Doğayla insan ilişkileri ve barış hukuku açısından mevcut durum beklentilerin oldukça altındadır. Savaş vakitlerinde aslında devletler açısından bağlayıcılığı olmayan ama sivil sorumluluk adına uyulması gereken sözleşmeler ve bu sözleşmelerde açıkça ortaya konan prensip ve maddeler vardır. Ekolojik dengenin korunması hususunda hukukun temel prensiplerini oluşturan Roma Hukukundan başlayarak, 1907’de imza altına alınan Hogue Sözleşmesi, 1949’da kabul edilen Cenevre Sözleşmelerine değin tüm uluslar arası sözleşmeler zorunlu gereklilikler haricinde çevre ve kültürel mirasın tahrip edilmesini yasaklar . Fakat tüm bu sözleşmelerin daha evvel belirttiğim gibi bağlayıcılığı olmaması nedeni ile eksik enstrümanlar olarak uluslararası hukukta güdük kalmışlardır.
İnsanlık ve dünya tarihi açısından en büyük çevre tehdidi olan sera gazları emisyonunu kontrol altına almak için 1997 yılında Japonya’da imza altına alınarak, 2005’de resmen yürürlüğe giren çevrenin korunmasını evrensel hükümler altına alan Kyoto Sözleşmesi yukarıda bahsettiğimiz bilinç dönüşümü açısından oldukça önemlidir. Bu sözleşmeyi 140 önemli ülke imza altına almış olup, bunun yanında Amerika ve Avusturalya gibi büyük ülkeler onaylamamıştır. Bu sözleşme dünyanın ısınmasına yol açan gazların emisyonunu sınırlardırmak zorunda bırakıyor, küresel iklim değişikliklerini önlenmeye çalışılıyor.
Ancak Türkiye, Kyoto Sözleşmesi’nin imzalandığı vakitlerde Çerçeve Sözleşmesi’ni imzalamadığı için bu sözleşmeyi ne imzalamış, ne de onay vermiş sayılmamaktadır. Bu konuda iklim değişikliği konusunda çevreci grup ve bireylerin bir takım kampanya ve girişimleri devam etmektedir. Türkiye’nin sözleşmeyi imzalamamasındaki en önemli nedenlerden biri kamuoyuna yapılan açıklamalara göre çevre tahribatının en az yapıldığı ülkelerin, en fazla mağdur ülke durumuna düşürülmesi nedeni ile onay verilmemektedir.
İnsanın doğaya karşı takındığı bu alabildiğine pervasız tavrın onun yaşadığı dünyayı algılayışı daha doğrusu algılayamaması ile yakından ilintili olduğu kanaatindeyiz. Çocuklarımızdan ödünç aldığımız bir dünyada, yaşadığımız ve her an kirletmekte olduğumuz toprakta yetişen gıdalarla besleniyor, sularla yıkanıyor, havayı soluyoruz.

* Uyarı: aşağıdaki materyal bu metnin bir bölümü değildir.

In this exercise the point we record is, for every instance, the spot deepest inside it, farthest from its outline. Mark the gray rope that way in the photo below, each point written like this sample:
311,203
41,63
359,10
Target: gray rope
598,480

Daha ötesi hiç hakkımız olmadığı halde öfkemize, yıkıcı faaliyetlerimize, çılgınlığımıza beraber yaşadığımız on milyonlarca türü kurban ediyoruz. Üzerinde yetiştiğimiz dünya yine bizim eylemlerimizin bir sonucu olarak hızla ölmekte ve bir çöp yığını haline dönmektedir.. İçinde uygun gıdaların bulunduğu ortama bir miktar bakteri bırakıldığında bu bakterilerin başlangıçta hızla çoğaldığı bir süre sonra da ortamdaki besin maddelerinin azalmaya başlamasıyla başlangıçtaki hızlı çoğalmasının yavaşlayıp durduğu ardından da ortamda biriken artık maddelerin etkisi ile ölümlerin meydana geldiği gözlenmiştir.
Kutsal kitapların, dünyanın ve diğer tüm canlıların efendisi diye nitelendirdiği insan; eğer tek hücreli bakterilerin yaşam döngüsüne benzer biçimde bir gün kendi atıkları içinde boğulacaksa, bu onun doğaya ve dünyaya karşı var olan algısının ve bilinç düzeyinin bir tek hücreli mikroorganizmadan farklı olmadığının en büyük kanıtı olacaktır.